Contact: Mark Reutter
University of Illinois at Urbana-Champaign

Gender preferences in 'comfort' foods
stem from childhood

comfort food?

CHAMPAIGN, Ill. -- Perhaps men are from Mars and women from Venus, at least in the eating department. When it comes to foods that bring them psychological comfort, men like hearty meals, while women look for snacks that require little or no preparation, though they may cause pangs of guilt.

The psychological underpinnings of people's food preferences have been a continuing source of study at the Food and Brand Lab at the University of Illinois at Urbana-Champaign.

While the human craving for salty and sweet foods is well documented, the Illinois lab has found that nearly 40 percent of "comfort-giving foods" do not fall into the traditional categories of snacks or desserts. Instead, they can be classified as relatively natural, home-made, even "healthy" main courses, and include soups, vegetables, pasta, pizza and steak.

"Comfort foods are foods whose consumption evoke a psychologically pleasurable state for a person," reported Brian Wansink, an Illinois marketing professor who heads the lab. Drawing from national survey questionnaires, the lab has concluded that a person's comfort-food preferences are formed at an early age and are triggered, in addition to hunger, by conditioned associations and gender differences.

Men, for example, find comfort in foods associated with meals prepared by their mothers (mashed potatoes, pasta, meat, and soup) rather than from snacks and sweets (excepting ice cream).

But what is comfort for men is work for women. "Because adult females are not generally accustomed to having hot food prepared for them and as children saw the female as the primary food preparer, they tend to gain psychological comfort from less labor-intensive foods such as chocolate, candy and ice cream," Wansink said. Indeed, one study found that 92 percent of self-reported "chocolate addicts" were female.

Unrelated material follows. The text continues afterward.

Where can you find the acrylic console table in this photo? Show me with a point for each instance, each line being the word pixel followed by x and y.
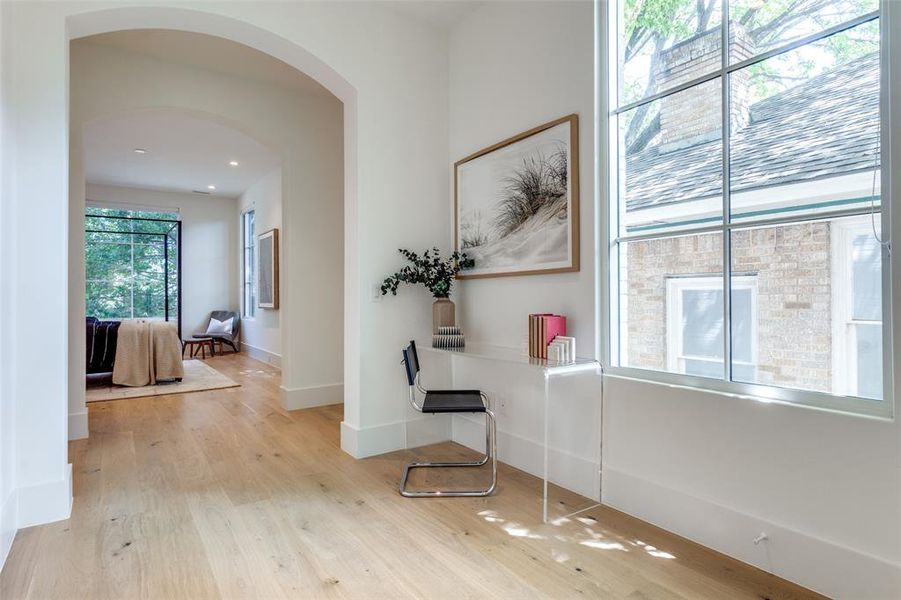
pixel 551 372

Many people assume comfort foods are eaten when a person is sad or lonely. "The opposite is often true," Wansink said. "People are more apt to seek out comfort foods when they're jubilant or when they want to celebrate or reward themselves."

But the kinds of foods that give comfort may vary with one's mood, according to the Illinois professor. A person may crave pizza when happy, reach for cookies when sad, and open up a bag of potato chips when bored.

Adults hanker for foods that connect with specific personal events ("My mom always gave me soup when I was sick") or to people in their lives ("My father loved green bean casserole"). Some foods stir vivid reactions when tasted or smelled or come to be associated with personal identity (T-bone steak is "strong and all-American" to many men; tofu isn't). Whatever the trigger, the emotions evoked by food are powerful factors in the human drive to eat -- and overeat.

Wansink will discuss comfort foods on "Top Five," a broadcast of the Food Network, on Monday, July 14, at 10 p.m. Eastern Time. The show was filmed in Wansink's lab and in Eli's Cheesecake factory near Chicago.